Sunday, May 13, 2018

Humanity At Scale


I've continued yakking about Scale, plus watched a Geoffrey West video.  He talks about how mammals all live roughly the same time, in terms of heart beats.  He talks about how cities last whereas companies come and go.

I had some analysis about that, and asked about nations and religions, as additional institutions that scale, or not, through spatial-temporal dimensions (however many).

That's with ISEPP and SNEC and some others.

Think about a bar with the Greek letter phi for a logo that sells beers in mugs that are phi scaled.  Say the smaller mug is exactly a cup, which isn't much when it comes to beer.  Linearly phi-up means exactly the same shape (that's part of the gimmick), but every linear dimension up-scaled.  Result: the beer therein contained is What It Was times phi, times phi, times phi.

That's right, volume goes up as a 3rd power of linear increase, and the mug size above that, is phi-up once again, with yet another "phi to the 3rd" increase in volume.

Now according to Geoffrey's book, even if we accept these "Platonic" ratios, some of the power laws by which creatures and/or cities grow don't have simply 2 or 3 for exponents.

Look for 1/4 and 3/4 for example.

That's fine.  Leave it to Santa Fe Institute to find these subtle power laws.  The Platonic power laws, per the phi mugs, are a place to get started, but they don't tell the whole story.

Companies with an avowed purpose may accomplish a set of goals and then deliberately break apart.  Financial ruin and major trauma need not be a part of the picture.

The troupe (the company, like Monty Python) forms, produces the movie, stages the play, takes it on the road for awhile, and then disperses.  New troupes form.  The stars move on, from picture to picture.

Cities provide a platform, like an operating system (OS), closer to Universal Studios.  Businesses like to set up shop inside tall buildings because electricity and plumbing are someone else's problem.

A business just needs to pay its bills, and thereby becomes free to pursue a project or whatever endeavor.  We call this the freedom to be enterprising, i.e. to have enterprises.

That enterprises would be more like shorter life-span applications than long haul operating systems seems not too surprising.  Companies need to cannibalize one another and start over, not always smoothly reshape from one thing into another.  Some caterpillars become butterflies, but not every enterprise is multi-staged.

So what about religions and nation-states, how do their lifespans pan out, in terms of power laws?  The book (talking about Scale) seems less concerned with such pattern integrities.

Nations have the interesting property that comes with any time a geographic area is fenced:  a property line always determines two properties, unless up against an ocean or edge beyond which the idea of property stops.

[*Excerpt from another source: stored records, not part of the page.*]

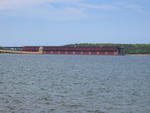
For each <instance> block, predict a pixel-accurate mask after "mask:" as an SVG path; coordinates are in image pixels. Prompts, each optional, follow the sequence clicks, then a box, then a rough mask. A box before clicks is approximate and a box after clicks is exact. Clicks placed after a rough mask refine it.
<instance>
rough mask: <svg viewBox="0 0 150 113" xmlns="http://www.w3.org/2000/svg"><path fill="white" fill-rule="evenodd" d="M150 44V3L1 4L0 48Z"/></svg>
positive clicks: (120, 2)
mask: <svg viewBox="0 0 150 113" xmlns="http://www.w3.org/2000/svg"><path fill="white" fill-rule="evenodd" d="M70 43H150V0H0V45H2V46H24V45H64V44H70Z"/></svg>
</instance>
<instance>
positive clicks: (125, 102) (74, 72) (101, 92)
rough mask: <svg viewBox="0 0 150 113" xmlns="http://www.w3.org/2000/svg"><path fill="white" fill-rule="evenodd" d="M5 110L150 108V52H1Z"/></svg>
mask: <svg viewBox="0 0 150 113" xmlns="http://www.w3.org/2000/svg"><path fill="white" fill-rule="evenodd" d="M0 113H150V56H70V55H68V56H65V55H64V56H63V55H60V56H59V55H58V56H57V55H7V54H1V55H0Z"/></svg>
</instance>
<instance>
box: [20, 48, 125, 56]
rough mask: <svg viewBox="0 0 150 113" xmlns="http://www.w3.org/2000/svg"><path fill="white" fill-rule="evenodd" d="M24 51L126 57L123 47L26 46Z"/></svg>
mask: <svg viewBox="0 0 150 113" xmlns="http://www.w3.org/2000/svg"><path fill="white" fill-rule="evenodd" d="M21 50H22V51H31V52H38V51H39V52H40V53H41V54H62V55H63V54H65V55H124V48H122V47H84V46H83V47H76V46H71V47H70V46H42V47H41V46H24V47H21Z"/></svg>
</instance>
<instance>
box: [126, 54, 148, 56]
mask: <svg viewBox="0 0 150 113" xmlns="http://www.w3.org/2000/svg"><path fill="white" fill-rule="evenodd" d="M125 55H126V56H150V54H125Z"/></svg>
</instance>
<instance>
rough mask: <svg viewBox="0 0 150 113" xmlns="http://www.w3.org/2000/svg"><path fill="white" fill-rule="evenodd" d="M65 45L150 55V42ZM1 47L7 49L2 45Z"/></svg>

Picture a spherical polyhedron.  Every face is fenced in, and is surrounded by other faces.

When nation A's borders change, that often necessitates changes in other nations' shapes (B, C, D...) as well.  The jigsaw puzzle nature of tilings, and of space-fillings, goes with the territory (or more precisely, with the map).

Companies may also share vertical boundaries, given how elevators make them so stackable.

Many nations have had rather shaky borders hitherto, as they've mostly been on paper to begin with.  The locals may not have known exactly where in the desert the border line crossed.  GPS was not available.

These days we're discovering whether nationalism as an ideology is coming up against limits to growth in its efforts to make all these atlas boundaries more literal.  Smartphones are able to tell anyone which nation they're in.  That's what makes them so smart I guess.

Some people would say these invisible fences (in many cases) must become more visible.  Electric fences, walls, other barriers, become prioritized by these border aficionados.

Before I get to tell you to get off my property, we need to agree one what that property is.  Those kinds of agreements have fallen apart in many regions of the world.

In some cases, the atlases and globes sit in school rooms but the kids have all fled to refugee camps, leaving the atlases behind.

Companies and also religions tend to go for networked smaller patches of land, a campus here, a warehouse there, with no contiguous jurisdictions the size of France.

Also, some wineries have been quite long lived, more like religious orders.  I don't know if the power laws have any crystal ball predictions regarding these matters.

May we expect to discover new ones?  Now power laws that is.  I expect we may.

The conclusions in Scale seem pretty suggestive, so far as they go. Thank you to Terry for a copy.